Go Ahead, Default on Your Mortgage

Posted by on Mon, Jan 25, 2010 at 11:04 AM

That's what the mainstream media has been repeatedly telling people over the last month, in an amazing—and very populist—spree of American myth unmaking.

In terms of my taking notice, it all began with an article in the New York Times Magazine titled, "Walk Away From Your Mortgage!" The piece put the situation plainly:

Time was, Americans would do anything to pay their mortgage — forgo a new car or a vacation, even put a younger family member to work. But the housing collapse left 10.7 million families owing more than their homes are worth. So some of them are making a calculated decision to hang onto their money and let their homes go. Is this irresponsible?

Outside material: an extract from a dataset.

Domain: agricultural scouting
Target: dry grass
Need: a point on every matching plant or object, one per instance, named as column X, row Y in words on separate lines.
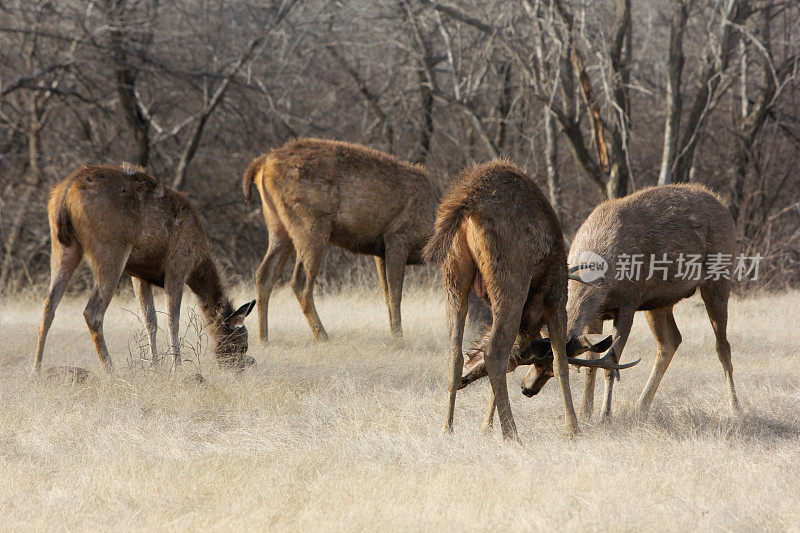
column 347, row 435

Businesses — in particular Wall Street banks — make such calculations routinely. Morgan Stanley recently decided to stop making payments on five San Francisco office buildings. A Morgan Stanley fund purchased the buildings at the height of the boom, and their value has plunged. Nobody has said Morgan Stanley is immoral — perhaps because no one assumed it was moral to begin with. But the average American, as if sprung from some Franklinesque mythology, is supposed to honor his debts, or so says the mortgage industry as well as government officials.

Then there was this a few days ago:

A provocative paper by Brent White, a law professor at the University of Arizona, makes the case that borrowers are actually suffering from a “norm asymmetry.” In other words, they think they are obligated to repay their loans even if it is not in their financial interest to do so, while their lenders are free to do whatever maximizes profits. It’s as if borrowers are playing in a poker game in which they are the only ones who think bluffing is unethical.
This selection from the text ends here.